Are you doing git push ... to send your code, or using the CLI such as balena push ...?
The private repository is that your code is somewhere else stored as private repository, such as a GitHub or GitLab private repo?
The git submodule update --init --recursive is indeed the right thing to to update the submodules, but when you are doing the docker build, the .git information is not available, it’s not built in a docker context, as you found out.
The next thing you do, is it pulling the same repository in the docker build that you are pushing to? In general we do not recommend pulling from the git repos that you have pushed to balena-cloud, I don’t think that’s really something you want to do.
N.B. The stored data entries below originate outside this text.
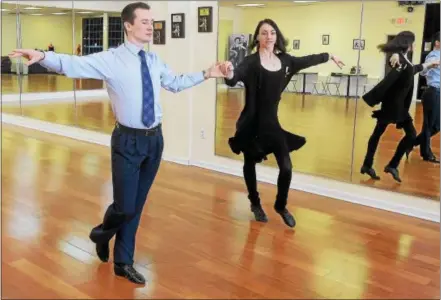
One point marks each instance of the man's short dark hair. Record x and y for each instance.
(128, 13)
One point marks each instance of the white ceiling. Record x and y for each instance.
(230, 3)
(8, 9)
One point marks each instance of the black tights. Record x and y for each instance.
(406, 143)
(285, 173)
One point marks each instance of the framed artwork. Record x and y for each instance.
(178, 26)
(159, 32)
(358, 44)
(205, 19)
(296, 44)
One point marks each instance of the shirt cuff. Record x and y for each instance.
(49, 61)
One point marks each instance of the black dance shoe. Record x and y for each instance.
(129, 272)
(102, 250)
(287, 217)
(394, 172)
(431, 159)
(259, 213)
(370, 171)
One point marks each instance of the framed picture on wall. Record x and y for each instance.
(358, 44)
(205, 19)
(178, 26)
(159, 32)
(296, 44)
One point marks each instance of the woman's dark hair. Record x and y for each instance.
(400, 43)
(435, 38)
(280, 44)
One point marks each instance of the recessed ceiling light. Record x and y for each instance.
(250, 5)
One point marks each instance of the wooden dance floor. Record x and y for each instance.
(326, 122)
(197, 238)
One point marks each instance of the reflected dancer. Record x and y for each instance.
(431, 108)
(394, 93)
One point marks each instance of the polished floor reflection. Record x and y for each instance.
(45, 83)
(196, 239)
(93, 115)
(326, 122)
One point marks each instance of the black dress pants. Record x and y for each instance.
(136, 156)
(406, 143)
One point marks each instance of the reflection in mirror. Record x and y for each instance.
(319, 102)
(10, 70)
(382, 142)
(97, 31)
(46, 95)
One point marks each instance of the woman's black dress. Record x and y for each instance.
(258, 131)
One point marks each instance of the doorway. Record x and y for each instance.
(431, 26)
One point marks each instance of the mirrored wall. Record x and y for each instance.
(35, 92)
(324, 103)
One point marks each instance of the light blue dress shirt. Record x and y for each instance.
(120, 68)
(432, 74)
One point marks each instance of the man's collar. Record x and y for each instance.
(133, 48)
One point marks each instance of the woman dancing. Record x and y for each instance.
(265, 74)
(394, 93)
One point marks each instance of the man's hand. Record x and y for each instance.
(33, 56)
(337, 61)
(434, 64)
(395, 60)
(227, 69)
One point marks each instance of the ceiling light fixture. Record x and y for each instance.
(250, 5)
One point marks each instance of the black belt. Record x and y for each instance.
(137, 131)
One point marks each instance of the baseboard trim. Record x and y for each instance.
(372, 197)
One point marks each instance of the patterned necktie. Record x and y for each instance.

For private repos in general, I think you would have to have some authentication as part of the docker build steps, for example adding an SSH key that git can use to pull with, or adding the https credentials (username/password) of a repo, if that’s applicable, but depends on what you tell us, where’s your private repo that you are pulling the submodules from.
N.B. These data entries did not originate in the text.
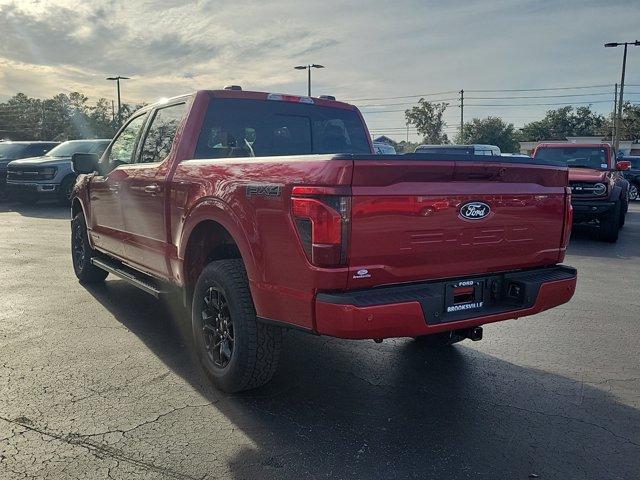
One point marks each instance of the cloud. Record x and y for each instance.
(377, 48)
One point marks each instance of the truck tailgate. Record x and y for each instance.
(414, 219)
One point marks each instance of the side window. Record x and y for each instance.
(123, 149)
(161, 133)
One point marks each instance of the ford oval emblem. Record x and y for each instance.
(474, 210)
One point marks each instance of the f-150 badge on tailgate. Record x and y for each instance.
(475, 210)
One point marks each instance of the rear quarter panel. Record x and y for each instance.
(283, 283)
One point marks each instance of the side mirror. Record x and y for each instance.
(84, 162)
(623, 165)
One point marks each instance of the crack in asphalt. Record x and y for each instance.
(101, 450)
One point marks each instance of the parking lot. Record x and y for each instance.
(98, 382)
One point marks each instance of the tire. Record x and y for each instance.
(439, 340)
(65, 189)
(81, 253)
(624, 209)
(236, 350)
(610, 224)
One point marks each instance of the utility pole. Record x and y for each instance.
(461, 114)
(614, 113)
(616, 143)
(117, 80)
(308, 68)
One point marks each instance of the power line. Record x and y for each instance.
(532, 104)
(537, 89)
(580, 87)
(405, 96)
(404, 103)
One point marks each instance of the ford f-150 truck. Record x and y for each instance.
(270, 211)
(49, 175)
(600, 194)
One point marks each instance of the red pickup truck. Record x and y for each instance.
(271, 211)
(600, 193)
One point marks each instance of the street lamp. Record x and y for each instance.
(618, 119)
(117, 80)
(308, 68)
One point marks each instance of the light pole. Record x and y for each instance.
(117, 80)
(308, 68)
(618, 120)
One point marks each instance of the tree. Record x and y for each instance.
(563, 122)
(491, 131)
(62, 117)
(427, 118)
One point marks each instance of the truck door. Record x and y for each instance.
(145, 189)
(107, 224)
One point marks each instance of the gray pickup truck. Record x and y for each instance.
(50, 175)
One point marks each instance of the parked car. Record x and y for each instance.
(476, 149)
(49, 175)
(14, 150)
(599, 191)
(382, 148)
(633, 176)
(268, 211)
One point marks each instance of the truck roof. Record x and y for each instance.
(251, 95)
(575, 145)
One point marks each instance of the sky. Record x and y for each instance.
(371, 50)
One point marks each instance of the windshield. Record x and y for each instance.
(259, 128)
(586, 157)
(11, 150)
(67, 149)
(635, 162)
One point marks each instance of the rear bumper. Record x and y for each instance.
(590, 208)
(421, 309)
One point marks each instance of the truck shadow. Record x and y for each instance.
(343, 409)
(44, 209)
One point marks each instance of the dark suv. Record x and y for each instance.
(633, 176)
(599, 192)
(15, 150)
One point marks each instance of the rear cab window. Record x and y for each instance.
(259, 128)
(575, 156)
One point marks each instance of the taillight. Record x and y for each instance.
(321, 216)
(568, 218)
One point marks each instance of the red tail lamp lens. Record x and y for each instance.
(321, 217)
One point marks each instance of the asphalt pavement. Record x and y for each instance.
(99, 382)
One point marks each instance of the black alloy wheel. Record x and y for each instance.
(217, 327)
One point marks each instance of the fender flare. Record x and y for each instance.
(213, 209)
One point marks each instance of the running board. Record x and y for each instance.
(129, 275)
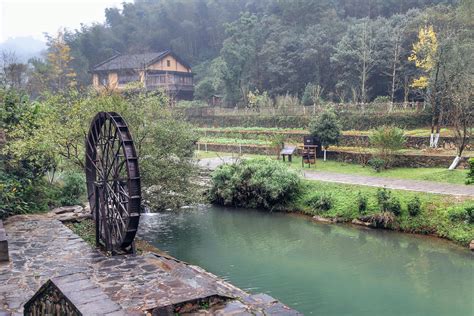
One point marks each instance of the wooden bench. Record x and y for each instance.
(288, 151)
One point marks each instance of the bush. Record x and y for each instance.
(326, 128)
(414, 206)
(381, 220)
(388, 140)
(376, 163)
(320, 202)
(20, 195)
(383, 199)
(254, 183)
(73, 189)
(458, 214)
(382, 99)
(388, 203)
(470, 174)
(395, 206)
(362, 201)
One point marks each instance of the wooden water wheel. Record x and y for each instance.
(113, 182)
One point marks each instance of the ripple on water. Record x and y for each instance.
(325, 269)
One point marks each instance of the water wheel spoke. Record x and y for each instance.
(110, 172)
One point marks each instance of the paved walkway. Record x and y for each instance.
(42, 248)
(389, 183)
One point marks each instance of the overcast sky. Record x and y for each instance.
(34, 17)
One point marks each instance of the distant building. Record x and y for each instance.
(154, 70)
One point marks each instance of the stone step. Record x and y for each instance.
(73, 294)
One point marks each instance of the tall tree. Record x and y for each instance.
(356, 57)
(61, 74)
(239, 52)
Also, in general submodules are not supported in the project that you are pushing, but of course you can do that in your build steps. See one of our earlier answers about submodules in general:
For mor advice, it would be good if you can tell more about your project structure! Can you give more info on that?
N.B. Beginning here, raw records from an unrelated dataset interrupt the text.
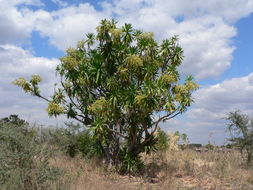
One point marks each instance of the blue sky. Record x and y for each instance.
(216, 37)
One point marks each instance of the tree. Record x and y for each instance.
(121, 84)
(240, 127)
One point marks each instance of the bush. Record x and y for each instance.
(24, 162)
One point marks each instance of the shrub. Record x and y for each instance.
(24, 162)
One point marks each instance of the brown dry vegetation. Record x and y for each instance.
(173, 170)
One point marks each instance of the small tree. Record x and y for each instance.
(240, 127)
(121, 84)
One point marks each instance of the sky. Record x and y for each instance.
(216, 36)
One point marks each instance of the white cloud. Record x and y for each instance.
(212, 104)
(15, 26)
(14, 63)
(205, 29)
(67, 26)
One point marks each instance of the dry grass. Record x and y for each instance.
(174, 170)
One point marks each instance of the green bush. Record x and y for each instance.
(24, 162)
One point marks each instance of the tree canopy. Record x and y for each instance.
(121, 83)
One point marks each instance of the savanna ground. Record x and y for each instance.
(178, 169)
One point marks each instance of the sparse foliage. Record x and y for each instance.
(115, 82)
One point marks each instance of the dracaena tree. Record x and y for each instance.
(121, 83)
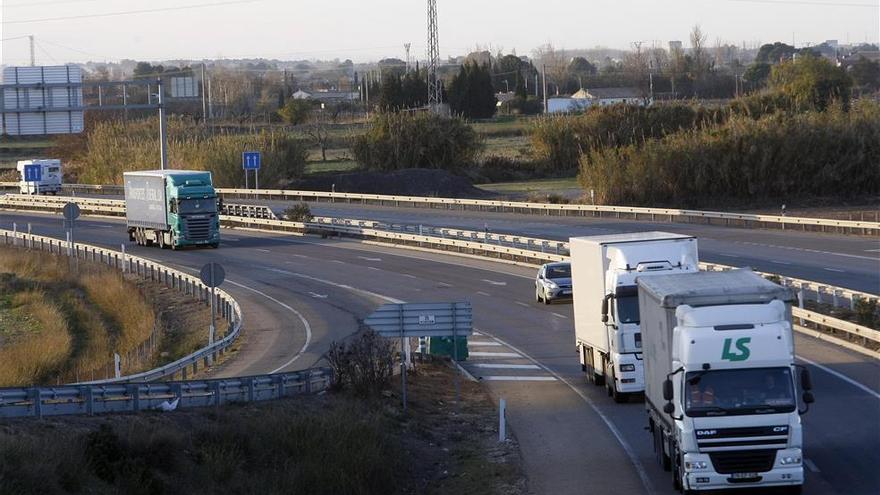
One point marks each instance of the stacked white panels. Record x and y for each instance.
(54, 107)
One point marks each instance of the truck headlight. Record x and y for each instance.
(695, 465)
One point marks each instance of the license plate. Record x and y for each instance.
(741, 476)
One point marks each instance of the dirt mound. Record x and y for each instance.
(407, 182)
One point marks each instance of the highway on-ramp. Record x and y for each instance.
(299, 294)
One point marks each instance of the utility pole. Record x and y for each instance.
(544, 77)
(163, 138)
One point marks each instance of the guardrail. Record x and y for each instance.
(133, 397)
(632, 212)
(228, 308)
(519, 249)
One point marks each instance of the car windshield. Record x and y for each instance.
(627, 304)
(739, 391)
(559, 271)
(197, 206)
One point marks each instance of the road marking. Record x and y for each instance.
(841, 376)
(633, 458)
(493, 354)
(506, 366)
(499, 378)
So far what I’ve seen, our advice would be:
use a separate repo that has the submodules, compared to your balena deployment
the balena project in the pull step clones that other repo, and updates the submodules with credentials added
Alternatively, you can do local builds and then your balena deployment can use submodules (see balena build and balena deploy of the CLI). In that case all the build happens on your computer, with all the stuff checked out (thus you would initialize the submodules before running the build) and only the final containers are pushed. Not sure if that’s a viable aternative for you.
I know this is a lot of information, let us know if anything is unclear, and I’m checking with the team, if I’ve missed any options for you, especially if you can elaborate on the questions above. Thanks!
The project structure is similar to the “getting started with multicontainer” example you provide.
Instead of the directories data, haproxy, and frontend belonging to the repository they are git submodules.
Mostly I do this with third party libraries that I have forked and patched. If the library is up to date and public then I can clone it.
Given that, at this point, the repositories in question are public on github (both original and forks) I can use git clone. However there will be submodules that come from private repos.
@jason10 could you tell us a bit more why the CLI won’t work in the field for you? Keep in mind Paulo was talking about using the balena push <applicationName> command, which can trigger a build in our builders exactly like a git push (but allowing you additional options). This is different from the local push that works locally on development devices when you specify a device.
@pcarranzav I was confused. I haven’t used the CLI very much, only for local development, and I was thinking only of its local development applications. I will take a closer look at balena push <applicationName>
I haven’t worked on that project or been with the company that had that problem in more than four years.
I think, based on what I am reading here that the cli push approach would be worth investing.
What I remember being able to do under the time pressures I was under was to copy sources from the other repos into a master production repo and build from there. A handrolled git submodule sort of approach.
My selection of balena was abandoned by next two CTOs who also made various hardware decisions that lead to more manual docker containers. Startup life.